7.12Clauses Restricting Subsidiary Distributions; Negative Pledges. Enter into or suffer to exist or become effective with any Person other than (a) a Lender or an Affiliate of a Lender and (b) the holder of any Indebtedness permitted under Sections 7.2(d)(ii), (e), (g), (h), (j), (k), (l), (m), (n) or (o) any consensual encumbrance or restriction on the ability of any Subsidiary of the Borrower to: (1) make Restricted Payments in respect of any Capital Stock of such Subsidiary held by, or pay any Indebtedness owed to, the Borrower or any other Subsidiary of the Borrower, (2) make loans or advances to, or other Investments in, the Borrower or any other Subsidiary of the Borrower or (3) transfer any of its assets to the Borrower or any other Subsidiary of the Borrower, in each case, except for such encumbrances or restrictions existing under or by reason of (i) any restrictions existing under the Loan Documents, (ii) any restrictions with respect to a Subsidiary imposed pursuant to an agreement that has been entered into in connection with the Disposition of all or substantially all of the Capital Stock or assets of such Subsidiary and (iii) any restrictions with respect to a Subsidiary acquired by the Borrower or any of its Subsidiaries imposed by any agreement existing prior to the acquisition thereof; provided that such agreement is not entered into in contemplation of or in connection with such acquisition or such Person becoming a Subsidiary.
7.13Lines of Business. Enter into any material business, either directly or through any Subsidiary, except for those businesses of the same general type in which the Borrower and its Subsidiaries, taken as a whole, are engaged on the Effective Date or that are reasonably incidental or related thereto.

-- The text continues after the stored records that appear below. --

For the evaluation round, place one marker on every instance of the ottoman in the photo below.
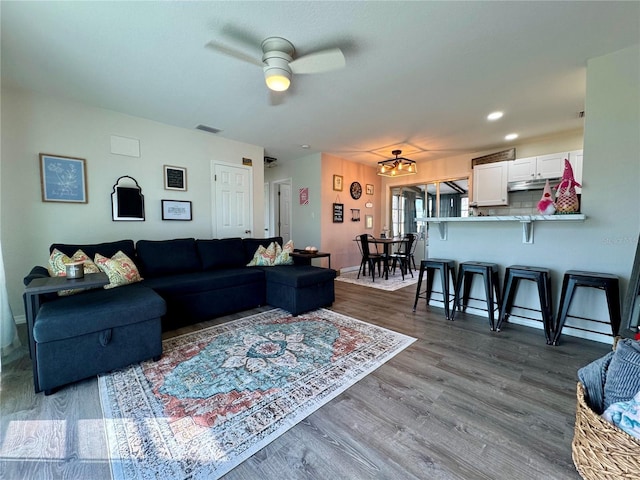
(300, 288)
(82, 335)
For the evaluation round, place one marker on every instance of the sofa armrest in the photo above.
(36, 272)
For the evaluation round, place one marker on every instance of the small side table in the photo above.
(40, 286)
(310, 255)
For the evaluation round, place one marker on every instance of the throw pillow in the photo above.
(120, 269)
(284, 257)
(58, 267)
(264, 257)
(623, 375)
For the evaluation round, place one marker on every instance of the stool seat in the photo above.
(579, 278)
(447, 268)
(489, 272)
(542, 277)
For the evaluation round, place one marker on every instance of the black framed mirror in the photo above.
(127, 201)
(631, 307)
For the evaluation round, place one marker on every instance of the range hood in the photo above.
(536, 184)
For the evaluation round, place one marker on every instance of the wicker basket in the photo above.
(600, 450)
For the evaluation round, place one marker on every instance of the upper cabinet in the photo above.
(545, 166)
(490, 184)
(534, 168)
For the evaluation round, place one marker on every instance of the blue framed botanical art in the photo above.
(63, 179)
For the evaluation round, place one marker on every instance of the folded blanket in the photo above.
(623, 375)
(593, 377)
(625, 415)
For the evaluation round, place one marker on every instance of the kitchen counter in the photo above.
(527, 222)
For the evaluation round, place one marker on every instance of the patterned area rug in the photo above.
(219, 395)
(394, 282)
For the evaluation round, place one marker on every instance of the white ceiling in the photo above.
(423, 75)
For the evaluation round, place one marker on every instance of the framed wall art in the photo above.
(338, 212)
(127, 200)
(63, 179)
(337, 183)
(175, 178)
(176, 210)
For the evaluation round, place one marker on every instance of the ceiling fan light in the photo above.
(277, 79)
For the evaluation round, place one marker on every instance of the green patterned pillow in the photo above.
(120, 269)
(58, 267)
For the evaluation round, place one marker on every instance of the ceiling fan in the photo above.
(278, 62)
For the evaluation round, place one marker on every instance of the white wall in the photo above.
(33, 124)
(303, 172)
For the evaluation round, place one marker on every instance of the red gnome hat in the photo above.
(546, 206)
(567, 199)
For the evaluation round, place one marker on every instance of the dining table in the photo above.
(387, 243)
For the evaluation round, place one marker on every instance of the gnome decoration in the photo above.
(546, 206)
(567, 199)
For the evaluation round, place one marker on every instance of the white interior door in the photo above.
(284, 209)
(232, 207)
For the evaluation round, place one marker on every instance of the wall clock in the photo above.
(356, 190)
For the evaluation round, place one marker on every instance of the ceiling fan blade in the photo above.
(234, 53)
(318, 62)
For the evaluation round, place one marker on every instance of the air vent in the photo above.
(205, 128)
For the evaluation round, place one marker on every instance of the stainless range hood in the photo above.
(537, 184)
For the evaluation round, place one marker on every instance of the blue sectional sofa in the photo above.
(184, 281)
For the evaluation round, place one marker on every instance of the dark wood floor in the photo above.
(460, 403)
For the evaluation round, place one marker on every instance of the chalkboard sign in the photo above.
(338, 212)
(175, 178)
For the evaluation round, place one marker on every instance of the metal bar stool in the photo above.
(489, 272)
(542, 277)
(446, 268)
(604, 281)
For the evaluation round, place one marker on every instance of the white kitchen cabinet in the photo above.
(534, 168)
(490, 184)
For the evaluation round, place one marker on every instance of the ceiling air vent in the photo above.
(205, 128)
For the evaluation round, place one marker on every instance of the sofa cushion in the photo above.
(107, 249)
(193, 283)
(167, 257)
(299, 276)
(95, 311)
(221, 253)
(251, 245)
(120, 269)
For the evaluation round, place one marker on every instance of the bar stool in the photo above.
(446, 268)
(604, 281)
(489, 272)
(542, 277)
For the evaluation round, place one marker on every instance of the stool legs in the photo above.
(445, 271)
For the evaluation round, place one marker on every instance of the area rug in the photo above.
(394, 282)
(219, 395)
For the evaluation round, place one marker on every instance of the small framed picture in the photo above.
(368, 222)
(337, 183)
(63, 179)
(175, 178)
(176, 210)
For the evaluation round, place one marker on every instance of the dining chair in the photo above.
(403, 255)
(369, 258)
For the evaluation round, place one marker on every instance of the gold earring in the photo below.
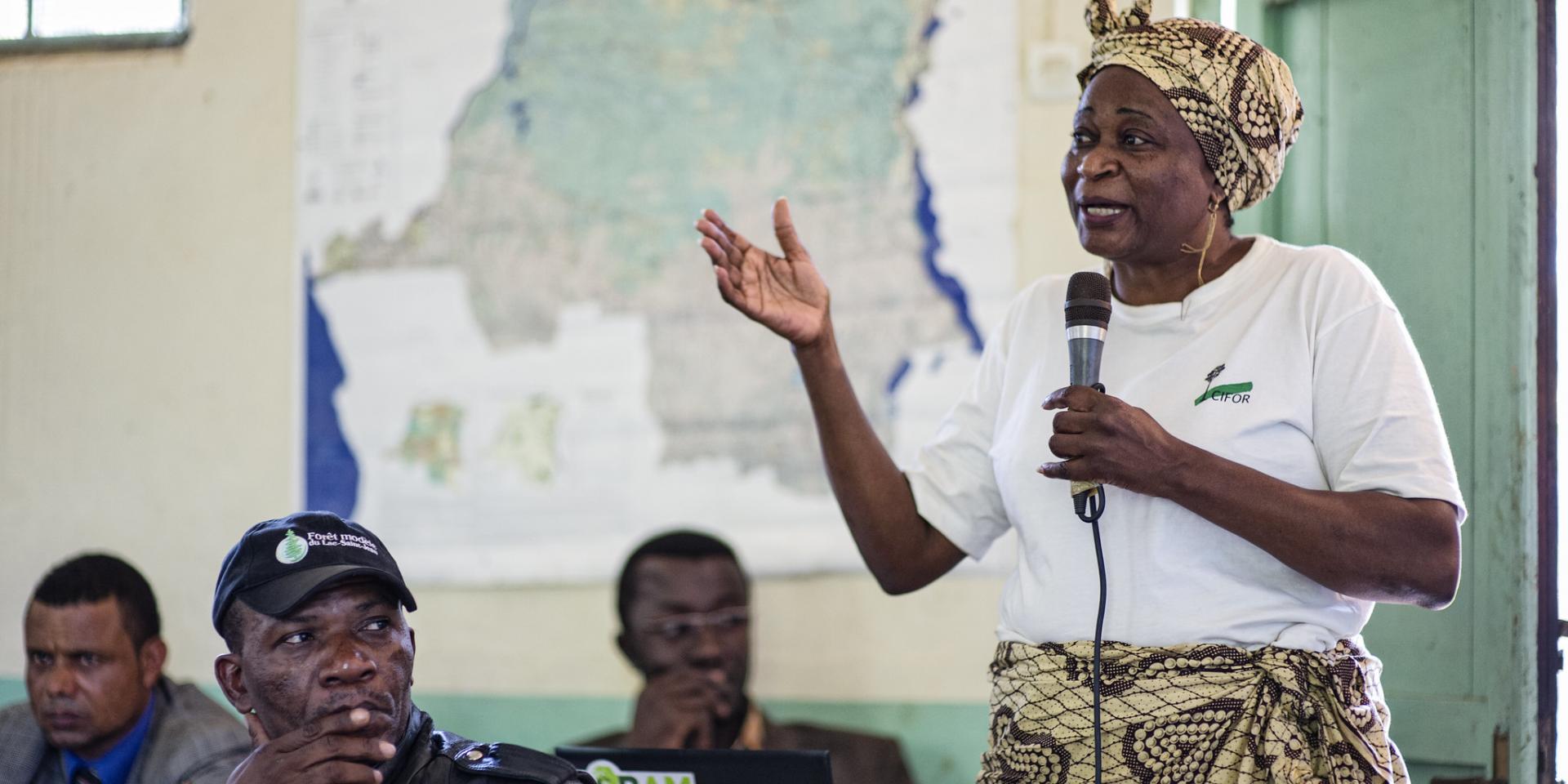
(1203, 253)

7.14Discontinued Operations. Notwithstanding anything to the contrary in this Agreement or any other Loan Document, the Discontinued Operations shall not conduct, transact or otherwise engage in, or commit to conduct, transact or otherwise engage in, any business or operations other than those incidental to (a) the prosecution or defense in litigation or otherwise of claims asserted against the Discontinued Operations arising out of retained liabilities, the conduct of activities required in compliance with applicable law or in adjudication or administration of claims (whether by court order or negotiated settlement or otherwise), the maintenance of its corporate existence and financial record-keeping, or the engagement of personnel, counsel or third parties to conduct such activities on its behalf, and (b) the winding-up, dissolution, liquidation or other similar actions relating to the Discontinued Operations.

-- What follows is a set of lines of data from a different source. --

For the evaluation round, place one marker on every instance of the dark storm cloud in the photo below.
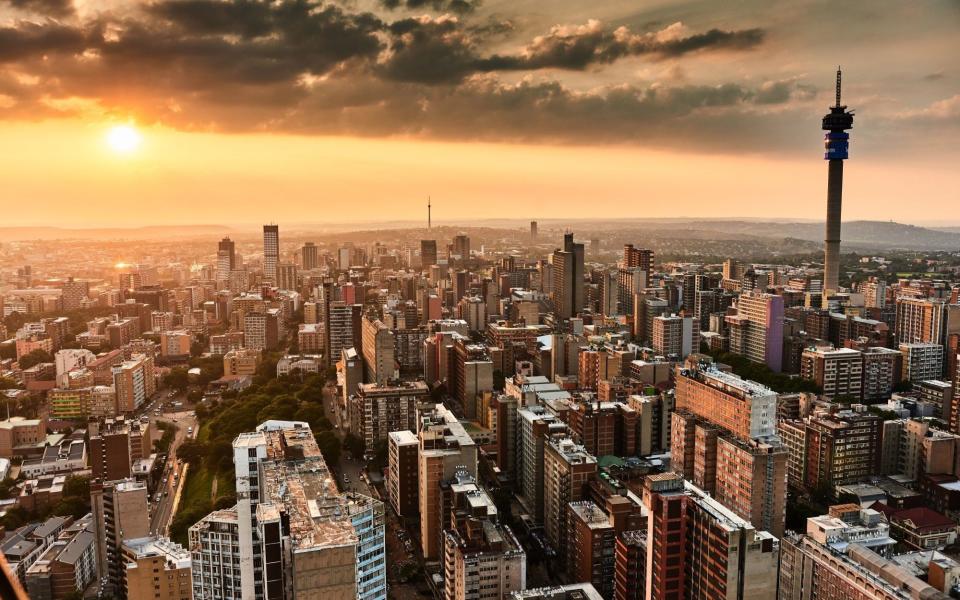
(432, 51)
(51, 8)
(311, 67)
(28, 40)
(592, 44)
(456, 6)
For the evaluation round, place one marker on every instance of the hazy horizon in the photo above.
(120, 112)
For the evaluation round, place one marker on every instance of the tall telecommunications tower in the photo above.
(836, 142)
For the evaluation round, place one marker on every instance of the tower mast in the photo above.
(836, 142)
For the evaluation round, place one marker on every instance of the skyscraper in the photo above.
(428, 253)
(271, 251)
(836, 142)
(226, 258)
(568, 278)
(308, 256)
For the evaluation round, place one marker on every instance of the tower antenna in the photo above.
(839, 76)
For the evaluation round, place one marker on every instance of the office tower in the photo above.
(115, 445)
(217, 575)
(673, 336)
(645, 309)
(133, 382)
(344, 328)
(445, 450)
(591, 547)
(920, 321)
(756, 331)
(309, 259)
(156, 568)
(402, 485)
(567, 467)
(697, 548)
(837, 142)
(810, 570)
(460, 281)
(724, 439)
(874, 292)
(66, 567)
(120, 512)
(921, 362)
(461, 246)
(534, 427)
(630, 565)
(74, 294)
(261, 330)
(226, 258)
(376, 410)
(271, 252)
(840, 449)
(839, 373)
(378, 348)
(296, 536)
(472, 374)
(482, 557)
(568, 272)
(287, 276)
(428, 254)
(744, 408)
(637, 258)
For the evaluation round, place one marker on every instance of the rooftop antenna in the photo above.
(839, 76)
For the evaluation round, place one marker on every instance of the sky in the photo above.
(357, 110)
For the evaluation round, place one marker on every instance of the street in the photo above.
(172, 477)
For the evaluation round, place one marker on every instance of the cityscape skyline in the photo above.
(611, 104)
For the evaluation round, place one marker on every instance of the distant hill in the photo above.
(9, 234)
(865, 234)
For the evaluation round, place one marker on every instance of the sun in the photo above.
(123, 139)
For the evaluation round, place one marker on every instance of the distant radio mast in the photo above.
(837, 142)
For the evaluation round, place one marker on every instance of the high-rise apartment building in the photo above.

7.15Amendments of Organization Documents. Amend any of its Organization Documents which amendment would be materially adverse to the Lenders.
7.16Anti-Terrorism Laws. Violate, in any material respect, any law or regulation, or be identified in any list of any government agency (including, without limitation, the U.S. Office of Foreign Asset Control list, Executive Order No. 13224 or the USA Patriot Act), in each ease, that prohibits or limits the conduct of business with or the receiving of funds, goods or services to or for the benefit of certain Persons specified therein or that prohibits or limits any Lender or Issuing Lender from making any advance or extension of credit to the Borrower or from otherwise conducting business with the Borrower.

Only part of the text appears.